If you're a beer-loving baker eager to try your hand at hops-infused sweets, here are five tips to get you started.

1. Add fat

If you're trying to adapt an existing recipe, there are a few things to be aware of, says Jackie Dodd, who writes The Beeroness blog. Beer works beautifully in baked goods, because it acts as a mild leavening agent, she says, "which is why chocolate stout cake is so popular. You get that really moist, tender, great texture."

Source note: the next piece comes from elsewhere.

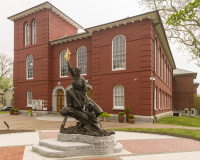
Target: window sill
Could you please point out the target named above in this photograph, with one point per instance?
(120, 69)
(118, 109)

Try substituting beer for the liquid in a recipe, but bear in mind that if the liquid you're subbing out has fat -- milk, for example, or cream -- beer does not. The result can be really moist but terribly crumbly brownies. "If you're adapting grandma's chocolate cake," Dodd says, "add an extra egg yolk or more butter to compensate."

2. Match beer flavors

Craft beers have distinctive flavor notes, so be sure to match the flavor -- the chocolate or coffee tones of a stout, for example, or the citrusy spritz of a hefeweizen -- to the dessert. There's a reason bakers put stout in gingerbread and chocolate cakes, and the citrusy notes of hefeweizen can be wonderful in fruit purees, sorbets and lemon-scented dishes.

3. Beware the bitterness

Be wary of using high hop beers in recipes that reduce the liquid. Reducing anything accentuates the flavor, so reducing hoppy beer emphasizes the liquid's bitterness.

4. Pump up flavor

On the flip side, if the end result isn't flavorful enough, try a hoppier beer. More hops mean more iconic beer flavor.

5. Glaze it

If you're just getting started, Pyramid Alehouse chef Joe O'Leary suggests thinking of beer as a flavoring ingredient, like vanilla, or making your first effort a simple glaze. Make a dense simple syrup -- two parts sugar to one part water -- and simmer it for 20 minutes. Add a little beer at the end to dilute it, then brush it over cake layers, he says, for "beer glaze on your genoise."